Ahora bien ¿en qué se distingue un tatuaje político de uno no-político? En que el segundo no pone en juego un significante sagrado, lo que puede verse en que puede intercambiarse o resignificarse de manera más o menos libre, en que no constituye una diferencia fundamental al interior de un grupo social y, finalmente, en las reacciones que produce en quienes lo leen. En mi indagación empírica con militantes peronistas del sur del conurbano bonaerense encontré que quienes se tatuan un símbolo político lo viven de una manera especial pero a su vez es muy distinta la forma de verlo de quienes lo contemplan. Una militante de 19 años que se tatuó la estrella federal en su omóplato izquierdo, detrás de su corazón, me comentaba sonriendo: «Mi viejo me quería matar… ¡O más bien se quería matar él!». Le pregunté si era su primer tatuaje y contó que no, que ya tenía tatuajes con motivos de inspiración hindú en su brazo derecho. También me mostró un triángulo en la cara interior del antebrazo, realizado con un estilo que describiría como suprematista, que se hizo a los 15 años. Además contó que ninguno de estos últimos tatuajes le molestaban a su padre: «Ponele, ese [señala el triángulo] no le hacía ruido. No me dijo nada porque capaz que es más estético… ¿cómo te digo? No significa nada tan importante. A mí me gusta, pero solo porque es lindo». No puedo dejar de enfatizar en la palabra «solo», pues revela que la estética es un valor, pero que no tiene el peso o la gravitas que le asigna a los símbolos de su identidad política.

*Aaron Attias Basso es Magíster en Ciencia Política, docente investigador UNLa.


[1] Este enfoque está en línea con los desarrollos de Alexander (2003, 2010, 2011), quien parte de la afirmación de la actualidad de la premisa de Durkheim según la cual el binarismo de lo sagrado y lo profano es central para comprender las sociedades modernas. Sus investigaciones en torno a fenómenos tales como las elecciones, las reacciones políticas a ataques terroristas, los discursos de asesores presidenciales, la fe en la tecnología y la fascinación por las celebrities, son una referencia central para este escrito. En la misma línea, Martin (2021) sostiene que «lo sagrado es efectivamente una construcción histórica cuya naturaleza es, por lo tanto, transitoria y específica» (Martin, 2021, p. 291). Si bien su perspectiva abreva en fuentes distintas a las mías, avanza en la misma dirección, pues enfatiza en la agencia humana en la constitución de lo sagrado, tal como aparece claramente en la teoría de Durkheim y en la de algunos de sus continuadores, como Bataille y Caillois.

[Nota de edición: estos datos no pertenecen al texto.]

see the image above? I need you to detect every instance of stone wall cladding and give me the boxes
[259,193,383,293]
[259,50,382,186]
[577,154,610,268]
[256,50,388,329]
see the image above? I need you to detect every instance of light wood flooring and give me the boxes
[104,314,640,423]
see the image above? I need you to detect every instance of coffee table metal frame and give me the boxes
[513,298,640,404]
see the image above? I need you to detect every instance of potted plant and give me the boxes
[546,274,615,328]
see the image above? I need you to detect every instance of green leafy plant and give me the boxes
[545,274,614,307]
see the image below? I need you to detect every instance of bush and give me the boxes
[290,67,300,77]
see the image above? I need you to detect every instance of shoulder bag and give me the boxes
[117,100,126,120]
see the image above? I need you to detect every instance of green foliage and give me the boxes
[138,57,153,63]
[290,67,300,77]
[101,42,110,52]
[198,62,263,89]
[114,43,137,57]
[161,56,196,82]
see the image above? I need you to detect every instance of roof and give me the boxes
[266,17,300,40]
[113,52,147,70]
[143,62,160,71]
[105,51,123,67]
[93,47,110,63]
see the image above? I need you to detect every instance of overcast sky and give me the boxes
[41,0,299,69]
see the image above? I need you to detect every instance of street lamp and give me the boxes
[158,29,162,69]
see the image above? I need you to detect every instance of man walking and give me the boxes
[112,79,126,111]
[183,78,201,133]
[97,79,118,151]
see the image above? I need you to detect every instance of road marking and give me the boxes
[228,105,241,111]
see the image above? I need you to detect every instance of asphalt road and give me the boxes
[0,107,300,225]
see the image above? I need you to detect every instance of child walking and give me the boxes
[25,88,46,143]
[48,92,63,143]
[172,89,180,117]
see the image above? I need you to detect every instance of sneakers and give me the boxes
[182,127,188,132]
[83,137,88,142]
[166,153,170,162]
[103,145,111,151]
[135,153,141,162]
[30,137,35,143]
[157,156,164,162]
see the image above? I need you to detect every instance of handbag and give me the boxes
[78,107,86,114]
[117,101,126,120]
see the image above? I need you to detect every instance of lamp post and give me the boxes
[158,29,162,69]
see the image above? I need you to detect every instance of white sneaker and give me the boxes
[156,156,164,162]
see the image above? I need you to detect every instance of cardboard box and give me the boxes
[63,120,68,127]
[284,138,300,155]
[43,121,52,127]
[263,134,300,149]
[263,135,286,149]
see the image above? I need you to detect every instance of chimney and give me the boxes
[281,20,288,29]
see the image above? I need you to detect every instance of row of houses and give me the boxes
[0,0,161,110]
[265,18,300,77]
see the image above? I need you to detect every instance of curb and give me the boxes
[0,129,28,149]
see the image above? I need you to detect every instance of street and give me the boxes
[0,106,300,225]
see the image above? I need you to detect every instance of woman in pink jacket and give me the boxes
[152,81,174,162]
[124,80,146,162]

[2] El concepto de cultural dope, traducible como «dopado cultural», fue introducido por Harold Garfinkel en la década de 1960 para significar al tipo de persona construido teóricamente para adecuarse a los fines de una determinada teoría social. En oposición propuso estudiar una cultura sin dejar de resaltar la agencia y la reflexividad de quienes actúan en ella.  Para un análisis de este concepto y sus implicancias ver Lynch (2012).

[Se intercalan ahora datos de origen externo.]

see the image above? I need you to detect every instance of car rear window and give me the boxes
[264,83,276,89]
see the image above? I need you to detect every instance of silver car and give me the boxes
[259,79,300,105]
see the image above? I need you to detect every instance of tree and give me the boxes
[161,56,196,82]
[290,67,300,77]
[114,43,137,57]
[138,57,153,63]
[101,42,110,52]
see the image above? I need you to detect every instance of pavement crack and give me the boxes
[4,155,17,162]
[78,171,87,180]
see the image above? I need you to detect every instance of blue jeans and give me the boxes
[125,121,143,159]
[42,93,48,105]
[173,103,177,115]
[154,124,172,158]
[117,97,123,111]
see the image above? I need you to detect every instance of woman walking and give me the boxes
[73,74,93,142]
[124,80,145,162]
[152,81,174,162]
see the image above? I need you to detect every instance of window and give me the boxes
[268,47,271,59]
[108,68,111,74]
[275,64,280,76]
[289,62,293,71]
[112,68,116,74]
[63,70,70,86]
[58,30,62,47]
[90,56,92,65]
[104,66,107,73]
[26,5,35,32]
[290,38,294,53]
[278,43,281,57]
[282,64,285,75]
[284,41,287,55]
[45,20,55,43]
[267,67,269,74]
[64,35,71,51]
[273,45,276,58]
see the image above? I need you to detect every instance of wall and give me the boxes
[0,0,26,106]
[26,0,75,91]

[3] El hecho de que este compromiso se sostenga o no más adelante resulta indiferente, pues la decisión se toma pensando en su perpetuidad.

[4] En esta línea Sweetman (1999) sostiene que los tatuajes son modos de producir una imágen de sí coherente, son un modo de construir una narrativa que tenga sentido para quien los porta.

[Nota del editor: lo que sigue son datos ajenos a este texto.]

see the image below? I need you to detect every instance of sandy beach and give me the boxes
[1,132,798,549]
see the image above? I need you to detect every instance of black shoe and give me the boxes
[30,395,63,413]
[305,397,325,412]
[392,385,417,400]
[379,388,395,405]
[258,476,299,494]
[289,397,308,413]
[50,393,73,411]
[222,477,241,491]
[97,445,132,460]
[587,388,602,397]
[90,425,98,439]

[5] El caracter indeleble del tatuaje así como el dolor que hay que soportar para su realización deben pensarse como un umbral que no se supera, por ejemplo, al ponerse una remera o postear en redes sociales. Es una marca permanente a partir de la cual se reconoce a lo político y colectivo como intrínsecamente ligado a la identidad personal, como constitutivo de un sujeto que se presenta al mundo a partir de este símbolo.